The Germans often blew the bridges, you know, ‘cause -- to slow down the Allies, so it was not at all unusual to see engineers toiling out there over -- over huge cannons, but the bridges have been blown. Bridges dating back to Roman times. Hanging there in space in harnesses with pneumatic drills working to try and build bridges and an entire column of armor and troops waiting behind them to have some sort of bridge constructed. That’s what Sicily is like at that point.
The campaign doesn’t end until mid August. On August the 17th is when the 7th Infantry gets to Messina. I know this seems like a 7th Infantry travel log, but it is. And it seems like, gosh, they’re always the first ones in there. It’s not just my favoritism for them, this is what actually happens. The 7th is the first Allied unit to get in to Messina on August the 17th. And this time Patton’s really happy with them because they get there ahead of Montgomery and his guys after a grueling six week campaign. The bad news, of course, is most of the Germans have escaped to fight again another day in Italy.
So from the fall of 1943 the Allies invade Italy itself. And I will attempt to get that up here for you. In the fall of ’43, they hit Salerno in September of that year. It’s an Anglo-American invasion. The 7th is not -- is not leading that invasion but it intends participating in it as a reinforcement. So the 7th and the 3rd ID comes in at that point. There was great hope that the Allies could unhinge the whole Axis defense plan in southern Europe there, in Italy that fall of ’43.
Well, instead what happens the Germans basically take over the whole country, set up strong defenses and Italy is ideal defensible terrain. You’ve got a lot of mountains, you have a bad road net, you don’t have much terrain to cover coast-to-coast so they stymied the Allied advance. So what this is like for the Cotton baler soldiers is just a slow, incremental slog up the Italian boot that fall of, ’43 hilltop to hilltop, mountain top to mountain top, sometimes fighting it out with the Axis soldiers in the mountains by hand with rocks at times. If you get wounded it’s a very difficult deal because they may or may not be able to get you out of there, to get you down off the mountain.
They’re bringing in supplies with mules. The weather is getting bad, it’s rainy, it’s cold, it’s muddy and it’s just a nightmare. As one soldier put it and I’ll read you some quotes here because these soldiers who experience it can describe it to you better than I ever could; “The nights became colder, the miserable Italian rainy season set in with all its cruelty, troops stayed wet much of the time. Illnesses associated with cold and damp exposures sky rocketed. The already bad road conditions worsened as these heavy military vehicles turned the thin asphalt or dirt roadways into soupy, deep, quagmires of bottomless mud.” And that pretty much describes it.
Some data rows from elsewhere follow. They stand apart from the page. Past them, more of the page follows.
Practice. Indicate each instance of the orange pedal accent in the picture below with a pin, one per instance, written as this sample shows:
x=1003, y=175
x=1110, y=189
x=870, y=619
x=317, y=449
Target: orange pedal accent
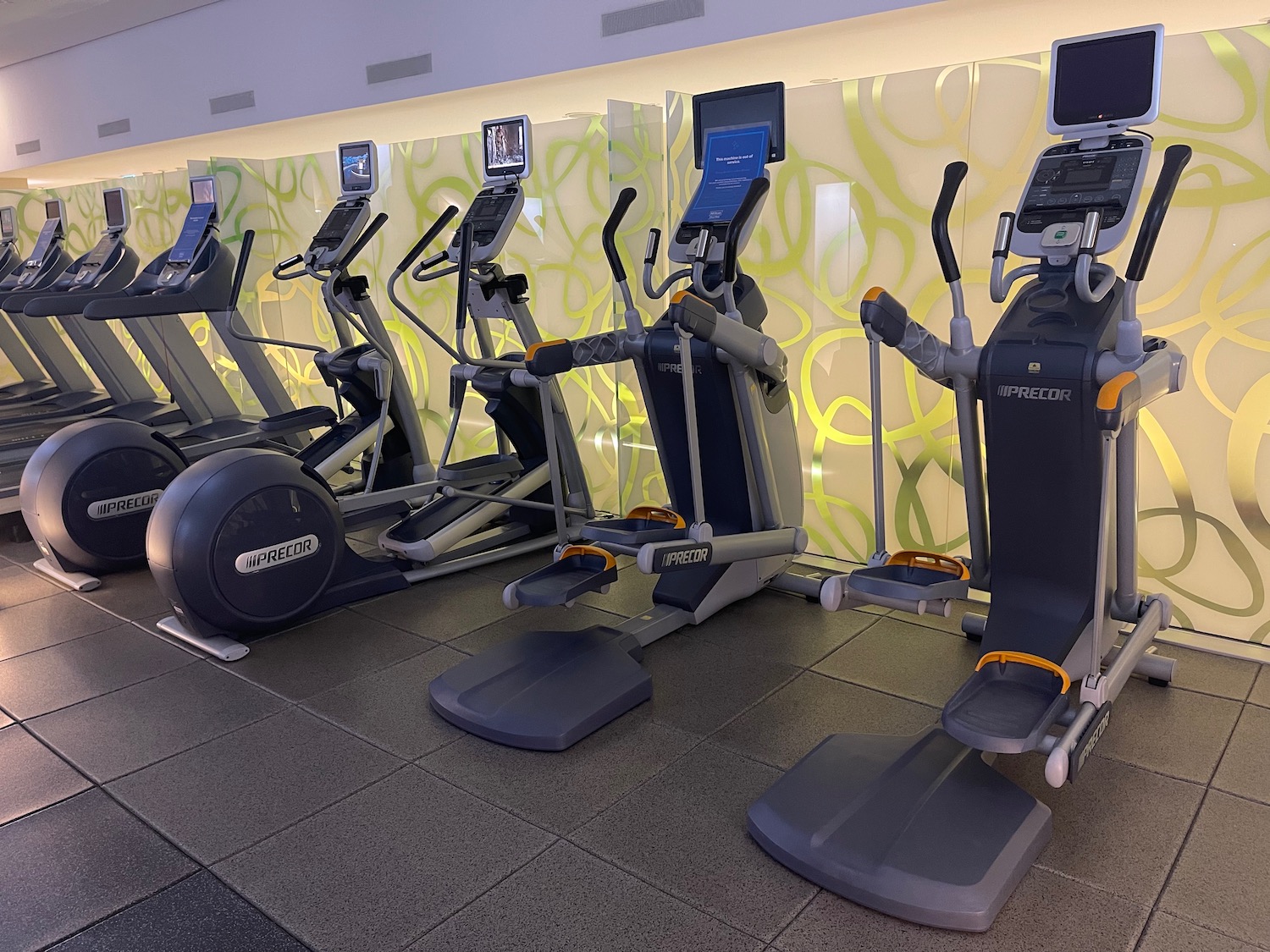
x=610, y=561
x=657, y=513
x=1023, y=658
x=1110, y=393
x=930, y=560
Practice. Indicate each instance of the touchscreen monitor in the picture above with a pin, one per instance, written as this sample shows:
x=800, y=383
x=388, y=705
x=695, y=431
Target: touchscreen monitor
x=116, y=208
x=357, y=169
x=507, y=147
x=733, y=159
x=1105, y=81
x=737, y=109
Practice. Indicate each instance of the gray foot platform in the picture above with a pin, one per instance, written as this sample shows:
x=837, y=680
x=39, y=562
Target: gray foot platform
x=544, y=690
x=919, y=828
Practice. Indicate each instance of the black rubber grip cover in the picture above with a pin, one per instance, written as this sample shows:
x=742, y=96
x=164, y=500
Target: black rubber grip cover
x=428, y=236
x=754, y=195
x=886, y=316
x=954, y=173
x=1175, y=162
x=610, y=234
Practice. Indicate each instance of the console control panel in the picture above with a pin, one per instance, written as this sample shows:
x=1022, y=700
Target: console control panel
x=1067, y=183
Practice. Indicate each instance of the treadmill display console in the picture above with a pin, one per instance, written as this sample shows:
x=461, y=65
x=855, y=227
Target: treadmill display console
x=197, y=223
x=1067, y=183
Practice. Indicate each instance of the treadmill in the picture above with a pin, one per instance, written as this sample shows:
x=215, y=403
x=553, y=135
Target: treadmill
x=109, y=266
x=197, y=274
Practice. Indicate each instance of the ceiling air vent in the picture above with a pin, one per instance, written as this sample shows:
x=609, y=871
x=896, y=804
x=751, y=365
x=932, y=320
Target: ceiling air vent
x=398, y=69
x=650, y=15
x=113, y=129
x=233, y=102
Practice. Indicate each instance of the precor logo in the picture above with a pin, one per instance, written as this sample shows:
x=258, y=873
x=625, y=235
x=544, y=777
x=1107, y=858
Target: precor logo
x=124, y=505
x=1034, y=393
x=272, y=556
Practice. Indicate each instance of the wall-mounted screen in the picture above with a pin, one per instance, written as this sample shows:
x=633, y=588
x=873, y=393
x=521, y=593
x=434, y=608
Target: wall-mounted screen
x=1105, y=81
x=507, y=147
x=116, y=208
x=357, y=169
x=738, y=109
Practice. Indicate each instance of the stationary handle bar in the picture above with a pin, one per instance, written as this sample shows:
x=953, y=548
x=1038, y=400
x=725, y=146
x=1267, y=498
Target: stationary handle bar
x=240, y=271
x=954, y=174
x=754, y=195
x=1176, y=157
x=610, y=234
x=428, y=238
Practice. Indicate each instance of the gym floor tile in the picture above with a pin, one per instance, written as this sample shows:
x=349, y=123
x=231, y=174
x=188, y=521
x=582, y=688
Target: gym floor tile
x=76, y=670
x=323, y=654
x=19, y=586
x=50, y=621
x=781, y=627
x=1046, y=913
x=241, y=787
x=74, y=863
x=1117, y=827
x=952, y=624
x=131, y=594
x=550, y=619
x=698, y=685
x=698, y=848
x=33, y=776
x=1211, y=674
x=198, y=914
x=904, y=659
x=381, y=867
x=630, y=596
x=795, y=718
x=1168, y=933
x=1262, y=690
x=390, y=707
x=1222, y=878
x=569, y=901
x=563, y=790
x=439, y=609
x=1170, y=731
x=1244, y=768
x=126, y=730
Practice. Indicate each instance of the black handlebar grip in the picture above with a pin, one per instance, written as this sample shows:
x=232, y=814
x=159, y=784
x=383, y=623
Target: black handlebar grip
x=428, y=238
x=376, y=223
x=954, y=174
x=754, y=195
x=1175, y=162
x=884, y=315
x=240, y=272
x=610, y=234
x=465, y=263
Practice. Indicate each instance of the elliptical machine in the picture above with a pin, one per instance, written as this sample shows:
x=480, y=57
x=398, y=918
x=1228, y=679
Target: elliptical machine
x=718, y=398
x=251, y=541
x=924, y=828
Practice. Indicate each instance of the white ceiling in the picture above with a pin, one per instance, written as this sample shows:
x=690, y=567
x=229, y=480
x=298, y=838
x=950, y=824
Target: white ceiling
x=30, y=28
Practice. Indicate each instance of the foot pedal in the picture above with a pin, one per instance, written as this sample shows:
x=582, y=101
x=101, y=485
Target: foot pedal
x=643, y=525
x=1008, y=703
x=922, y=583
x=578, y=570
x=544, y=690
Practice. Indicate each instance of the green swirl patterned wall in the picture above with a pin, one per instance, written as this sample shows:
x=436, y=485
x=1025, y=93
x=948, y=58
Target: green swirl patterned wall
x=850, y=208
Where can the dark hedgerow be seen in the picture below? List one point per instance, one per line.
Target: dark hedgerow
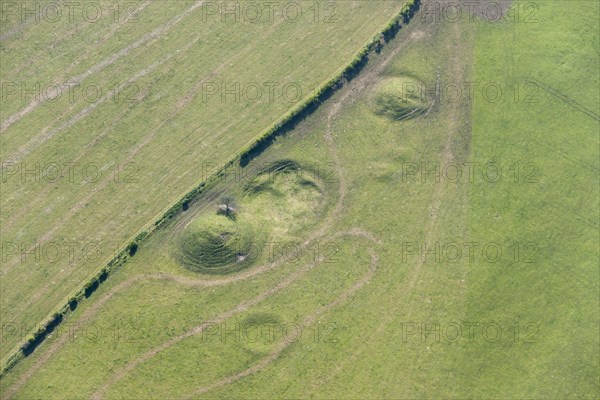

When you get off the line you go to Naples for R & R. The Americans had captured Naples on -- in early October and the city like much of Italy was heavily booby trapped by the Germans as they retreated so they were a lot of casualties, civilian casualties that came about because of that. But Naples just turns into this -- this kind of black-market, Wild West, boomtown with prostitution, racketeering, you name it going on there. Venereal disease rates for the U.S. Army absolutely sky rocket in Italy and in Naples altogether. There’s about a divisions worth of manpower down at any given time. That’s almost 16,000 soldiers. And the Cotton balers certainly have their share of that.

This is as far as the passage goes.